I would like for us to develop ways to connect web services with each other without the intermediary fiction that the pipeline is thinking. I do not understand how this tool (large language models/AI/chatGPT) does anything for the specific tasks we are trying to accomplish besides providing illusory cover for actors at either end of the process to convince ourselves it is doing something that it is not, in fact, doing.

  1. if greater schematization is the answer (and I’m not sure it always is tbh!!) then I don’t think ai is the right way to do it-- I want a traceable pipeline that can be consistently reconstructed & replicated all the way through the schema from either direction, every time. If greater schematization is not the answer, ai is DEFINITELY not going to help.

  2. there’s no way to ask a parrot to synthesize or condense information without de facto asking it what is important in the world - this is what synthesis is and does.

  3. if the objective is to reclaim more of our time, we’ve seen ample, conspicuous, evidence that automation alone does not ever provide this (labor organizing does).


Me w/ my traceable pipeline / me outside touching grass

This is the kind of thing that keeps me excited –

In the last few weeks, it’s become clear that open source chatbots and general AI will win. The open source community, largely but not solely led by those at universities (which itself is a testament to the power of changing minds over time!), is create models that are as good or better than the closed stuff. MIT licenses now abound!

This shows that the core training (fine tuning) can now be done overnight on desktop PCs, making very localized (think “Our GOAT community” or “Our Sci” or “OpenTEAM” level ai) possible today, with equivalent level responses to chatGPT 4.

That’s a big deal! That means @vicsf even if this is just about Parrots, then it’s OUR parrot. A parrot we use, just like all the other tech, to support us and our community to do our jobs better, support our community better, and help grow our movement faster. It’s a tool that we use in conjunction with other tools to support users, get feedback, decrease friction between services, etc.

It’s like I said at the beginning of this - we need to understand hammers and how we can use them. The brand will change, and I feel fortunate that open source is becoming the winning brand.

I seriously think we should create a GOAT level ai that we can train on information specifically from our services, and I would argue conversations that are happening within our services. An example is all the conversations I’m having with farmers - that would be an amazing resource for anyone wanting to know ‘how do farms use farm management systems’… Of course, right now they can ask me or amber, but frankly we have limited time and they don’t even know to ask because not everyone knows the work was done.

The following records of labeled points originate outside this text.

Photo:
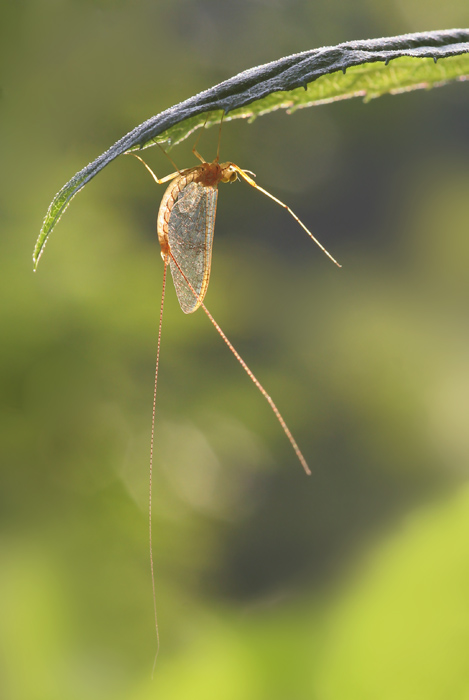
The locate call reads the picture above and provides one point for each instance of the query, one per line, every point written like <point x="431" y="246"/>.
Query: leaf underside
<point x="366" y="69"/>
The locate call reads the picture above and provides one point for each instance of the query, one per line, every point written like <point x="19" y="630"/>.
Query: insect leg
<point x="251" y="182"/>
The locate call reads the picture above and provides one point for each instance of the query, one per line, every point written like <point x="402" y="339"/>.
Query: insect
<point x="185" y="227"/>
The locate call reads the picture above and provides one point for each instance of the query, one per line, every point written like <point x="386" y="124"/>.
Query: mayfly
<point x="185" y="227"/>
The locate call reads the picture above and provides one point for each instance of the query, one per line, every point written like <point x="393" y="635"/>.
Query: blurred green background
<point x="353" y="583"/>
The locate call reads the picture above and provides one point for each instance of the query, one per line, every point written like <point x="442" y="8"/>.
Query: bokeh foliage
<point x="269" y="584"/>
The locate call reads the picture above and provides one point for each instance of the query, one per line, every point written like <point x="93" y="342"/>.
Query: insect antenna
<point x="250" y="374"/>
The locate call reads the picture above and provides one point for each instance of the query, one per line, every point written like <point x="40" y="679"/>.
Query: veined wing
<point x="190" y="236"/>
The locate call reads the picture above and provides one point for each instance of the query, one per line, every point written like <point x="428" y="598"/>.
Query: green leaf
<point x="353" y="69"/>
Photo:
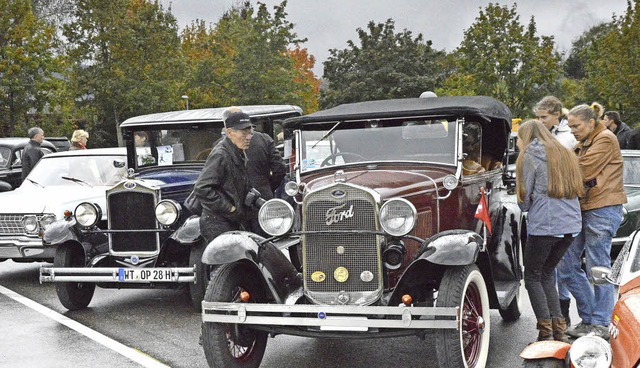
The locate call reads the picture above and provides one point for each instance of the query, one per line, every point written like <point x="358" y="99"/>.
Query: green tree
<point x="611" y="66"/>
<point x="501" y="58"/>
<point x="248" y="57"/>
<point x="384" y="65"/>
<point x="125" y="61"/>
<point x="27" y="66"/>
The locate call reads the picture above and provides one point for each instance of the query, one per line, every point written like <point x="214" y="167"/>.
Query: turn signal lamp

In light of the major media attention given to Geoffrey Hinton’s resignation from Google, this is a really amazing interview with Yoshua Bengio, who shared the Turing Award w/ Hinton, along with pop-sci media darling Max Tegmark and Tawana Petty of the Algorithmic Justice League and formerly Data for Black Lives:

I strongly recommend this to my fellow GOATs who are interested in both AI’s technical promise as well as its ethical implications, particularly the part around the 20 min marker where Petty calls out the way women researchers and people of color have been sounding the alarm for years, only to be silenced (and occasionally fired) by the predominantly white male leaders in the AI field. After all, Hinton himself didn’t raise a finger of support for Timnit Gebru in 2020 when Google fired her for raising concerns about the negative social impacts of AI:

1 Like

“Put another way, ChatGPT seems so human because it was trained by an AI that was mimicking humans who were rating an AI that was mimicking humans who were pretending to be a better version of an AI that was trained on human writing.”

1 Like

There was a very good In-Depth today on IC-FOODS, which I recommend when the video posts to the OpenTEAM channel, but it led me to this short (4m5s) explainer video on Icicle, a related project out of OSU:

I think this could definitely pique the interest of a few folks on this thread, if you’re not already familiar.